Fish farmed using RAS technology appear to be more robust when they are transferred to sea cages, as well as having more predictable survival and growth rates. It will be important to test this hypothesis systematically and find the direct causes for the results.
This research centre uses waste heat from Sunndal Energi and Hydro Aluminium Sunndal to heat the water, building and air.
Nofima is also studying how nutrients in the water can be recycled and used in other contexts, such as soil improvement. Nofima scientists recently published a report on this important field.
The industry sees research requirement
“You will have enough to do at this research centre,” say Klemet Steen from Lerøy Seafood Group and Ole Kristian Wilmann from Marine Harvest, both of whom have operational responsibility for RAS plants.
“There is a lot we have experienced that functions better using RAS technology instead of flow-through technology, but know little about the reasons,” says Steen. “There is a need to clarify certain threshold values. For instance we know little about how much waste feed the biofilters can endure.”

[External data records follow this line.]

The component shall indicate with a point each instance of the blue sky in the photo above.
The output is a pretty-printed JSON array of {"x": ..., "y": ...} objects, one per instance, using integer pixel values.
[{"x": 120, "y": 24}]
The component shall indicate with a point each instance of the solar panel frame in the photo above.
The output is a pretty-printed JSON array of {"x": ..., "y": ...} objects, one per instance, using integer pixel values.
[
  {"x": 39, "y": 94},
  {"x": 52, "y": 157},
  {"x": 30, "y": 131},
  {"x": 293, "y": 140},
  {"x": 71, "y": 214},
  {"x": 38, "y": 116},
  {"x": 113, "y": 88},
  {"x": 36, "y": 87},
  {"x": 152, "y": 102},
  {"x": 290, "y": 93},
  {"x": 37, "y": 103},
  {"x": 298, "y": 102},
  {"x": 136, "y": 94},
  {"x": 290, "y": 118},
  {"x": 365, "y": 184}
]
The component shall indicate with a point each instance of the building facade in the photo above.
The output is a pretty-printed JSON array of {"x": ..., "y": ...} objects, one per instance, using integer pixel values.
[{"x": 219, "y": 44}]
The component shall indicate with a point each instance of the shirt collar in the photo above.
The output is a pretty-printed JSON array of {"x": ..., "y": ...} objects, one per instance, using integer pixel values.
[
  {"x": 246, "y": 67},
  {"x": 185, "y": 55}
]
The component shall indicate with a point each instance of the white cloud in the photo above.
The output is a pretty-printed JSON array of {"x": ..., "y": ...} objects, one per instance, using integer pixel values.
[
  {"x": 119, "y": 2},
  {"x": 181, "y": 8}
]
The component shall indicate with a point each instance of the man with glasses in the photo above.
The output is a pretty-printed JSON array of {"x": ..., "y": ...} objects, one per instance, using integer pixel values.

The centre is built to be flexible with the possibility to easily replace technology to enable research on future RAS-related challenges. Wilmann welcomes research that can clarify the potential of the various recirculation systems.
“We are also interested in cost-effective and rational methods for the regulation of water parameters in the process from roe to smoltified salmon,” says Wilmann.
Nofima is already well underway with research at the centre, and the industry has reason to expect useful results.
Local community effort
Several have stood side by side Nofima to build the recirculation centre.
“Without Sunndal Municipal Council, Møre og Romsdal County Council and Sunndal Næringsselskap, the research centre at Sunndalsøra would not have been a reality,” says Fylling-Jensen. “We would also like to express sincere thanks to Sunndal Energi and Enova for supply of waste heat and to the contractors, consultants, suppliers and research partners who have been involved.”